Jerry Bruckheimer is the producer who brought us such think-pieces as Pearl Harbor, Armageddon and Gone in 60 Seconds. Bruckheimer’s first 3D family film for Disney, G-Force, pays glib lipservice to Uncle Walt’s family values and makes a few toe-curling attempts at sentiment, but mainly it is like any other piece of mindless action cinema, except that instead of humans running away from enormous exploding fireballs, it’s guinea-pigs.
Reviewed by Chris Tookey



You heard me. Guinea-pigs. This is not a movie for Hamstered intellectuals. Just imagine how Alvin ands the Chipmunks might have turned out if it had been directed by Michael Bay.
This kind of trash always has an English baddie bent on taking over the world, and a woefully underused Bill Nighy tries and fails to alleviate the tedium by doing a half-hearted impersonation of Sir Alan Sugar.

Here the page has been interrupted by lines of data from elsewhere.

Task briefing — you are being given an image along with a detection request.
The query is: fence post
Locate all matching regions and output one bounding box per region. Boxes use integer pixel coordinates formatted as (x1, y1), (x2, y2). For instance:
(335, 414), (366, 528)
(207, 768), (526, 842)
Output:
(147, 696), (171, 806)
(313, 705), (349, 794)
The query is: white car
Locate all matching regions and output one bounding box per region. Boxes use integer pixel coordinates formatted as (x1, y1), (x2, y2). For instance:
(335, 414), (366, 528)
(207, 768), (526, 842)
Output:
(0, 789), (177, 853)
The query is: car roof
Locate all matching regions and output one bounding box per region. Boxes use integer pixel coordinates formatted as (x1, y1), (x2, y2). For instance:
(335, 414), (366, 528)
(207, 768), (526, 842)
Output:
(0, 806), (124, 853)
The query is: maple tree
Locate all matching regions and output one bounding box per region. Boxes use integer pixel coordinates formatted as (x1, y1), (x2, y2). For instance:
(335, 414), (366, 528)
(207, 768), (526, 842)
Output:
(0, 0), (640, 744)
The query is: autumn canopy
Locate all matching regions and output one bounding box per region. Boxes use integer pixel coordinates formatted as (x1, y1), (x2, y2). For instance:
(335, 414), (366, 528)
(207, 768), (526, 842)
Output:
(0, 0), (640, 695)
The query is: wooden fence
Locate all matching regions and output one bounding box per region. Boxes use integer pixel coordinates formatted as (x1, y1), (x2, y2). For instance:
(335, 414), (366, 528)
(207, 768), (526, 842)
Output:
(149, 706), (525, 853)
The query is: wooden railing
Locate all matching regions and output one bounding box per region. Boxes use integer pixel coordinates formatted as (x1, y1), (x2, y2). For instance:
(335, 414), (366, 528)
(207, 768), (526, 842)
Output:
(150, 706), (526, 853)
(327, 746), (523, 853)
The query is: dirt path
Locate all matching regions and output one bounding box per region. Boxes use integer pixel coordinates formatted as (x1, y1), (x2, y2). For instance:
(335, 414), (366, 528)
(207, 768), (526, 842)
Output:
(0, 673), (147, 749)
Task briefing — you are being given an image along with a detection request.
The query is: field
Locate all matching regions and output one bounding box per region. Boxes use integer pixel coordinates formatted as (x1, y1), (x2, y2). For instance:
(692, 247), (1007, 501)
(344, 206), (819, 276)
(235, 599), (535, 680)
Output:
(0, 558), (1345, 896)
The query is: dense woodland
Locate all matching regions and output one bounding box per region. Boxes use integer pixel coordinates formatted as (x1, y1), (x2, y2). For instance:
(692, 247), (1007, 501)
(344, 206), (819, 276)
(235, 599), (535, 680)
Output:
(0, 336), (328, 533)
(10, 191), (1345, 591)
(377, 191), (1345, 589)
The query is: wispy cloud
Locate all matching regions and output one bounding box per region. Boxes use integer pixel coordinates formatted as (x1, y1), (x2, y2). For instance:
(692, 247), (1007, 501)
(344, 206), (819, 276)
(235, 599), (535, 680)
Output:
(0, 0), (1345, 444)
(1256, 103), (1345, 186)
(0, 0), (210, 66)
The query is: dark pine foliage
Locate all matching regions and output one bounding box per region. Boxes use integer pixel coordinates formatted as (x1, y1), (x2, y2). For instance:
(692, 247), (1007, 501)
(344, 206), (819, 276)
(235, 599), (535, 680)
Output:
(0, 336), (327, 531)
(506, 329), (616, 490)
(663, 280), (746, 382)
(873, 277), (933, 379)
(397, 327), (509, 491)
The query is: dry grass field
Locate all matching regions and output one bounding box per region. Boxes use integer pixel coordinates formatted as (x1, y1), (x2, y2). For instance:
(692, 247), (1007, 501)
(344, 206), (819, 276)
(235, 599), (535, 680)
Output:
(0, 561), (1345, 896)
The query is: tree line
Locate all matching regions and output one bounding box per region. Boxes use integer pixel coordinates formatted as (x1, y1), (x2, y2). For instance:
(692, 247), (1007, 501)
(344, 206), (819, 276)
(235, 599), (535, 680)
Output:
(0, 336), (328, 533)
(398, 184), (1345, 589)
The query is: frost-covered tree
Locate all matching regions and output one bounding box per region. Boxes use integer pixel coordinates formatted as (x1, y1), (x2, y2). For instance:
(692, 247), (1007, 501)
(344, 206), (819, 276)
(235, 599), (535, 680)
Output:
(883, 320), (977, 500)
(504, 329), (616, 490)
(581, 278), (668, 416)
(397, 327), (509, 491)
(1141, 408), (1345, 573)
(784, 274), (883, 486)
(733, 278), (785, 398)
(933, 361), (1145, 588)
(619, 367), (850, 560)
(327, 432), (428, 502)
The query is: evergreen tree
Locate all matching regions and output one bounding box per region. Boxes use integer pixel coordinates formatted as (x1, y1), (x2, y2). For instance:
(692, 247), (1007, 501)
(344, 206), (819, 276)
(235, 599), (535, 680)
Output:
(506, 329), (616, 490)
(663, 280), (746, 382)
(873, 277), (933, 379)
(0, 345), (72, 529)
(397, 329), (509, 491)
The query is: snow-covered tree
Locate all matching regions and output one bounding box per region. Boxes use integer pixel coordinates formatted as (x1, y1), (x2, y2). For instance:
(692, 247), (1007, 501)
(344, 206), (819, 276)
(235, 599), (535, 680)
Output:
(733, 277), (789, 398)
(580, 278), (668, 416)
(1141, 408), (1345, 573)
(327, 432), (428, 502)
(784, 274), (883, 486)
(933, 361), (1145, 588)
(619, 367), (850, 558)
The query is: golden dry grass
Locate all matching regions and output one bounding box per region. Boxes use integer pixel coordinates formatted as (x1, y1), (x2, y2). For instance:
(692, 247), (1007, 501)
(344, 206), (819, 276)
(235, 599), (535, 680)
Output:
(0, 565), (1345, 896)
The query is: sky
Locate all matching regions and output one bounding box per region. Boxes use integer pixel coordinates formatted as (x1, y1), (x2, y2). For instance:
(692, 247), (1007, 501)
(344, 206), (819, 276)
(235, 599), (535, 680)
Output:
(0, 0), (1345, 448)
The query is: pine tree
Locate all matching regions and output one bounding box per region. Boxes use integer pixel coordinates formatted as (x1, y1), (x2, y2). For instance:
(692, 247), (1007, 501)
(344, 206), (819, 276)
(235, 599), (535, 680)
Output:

Up against him are various animated rodents (voiced by Sam Rockwell, Penelope Cruz and Tracy Morgan), a mole (Nicolas Cage, wonderfully goofy) a fly called Mooch and numerous cockroaches. They’re trained FBI operatives, would you believe, and – since this is modern Hollywood, unfettered by notions of taste – they’re helped in their endeavours by an obese guinea pig (Jon Favreau) whose job it is to break wind whenever the script runs out of steam, which is often.

G-Force is fast, noisy and colourful enough to make money, but director Hoyt H. Yeatman Jr is unlikely to be in the running for an Oscar any time soon.
The unwitty, lazily episodic script is by husband and wife writing team Marianne and Cormac Wibberley, whose other contributions to world cinema include Bad Boys II, The Shaggy Dog and Charlie’s Angels: Full Throttle. I think that should tell you all you need to know.

It’s been caught by masses of children all over the States, but then so has swine fever.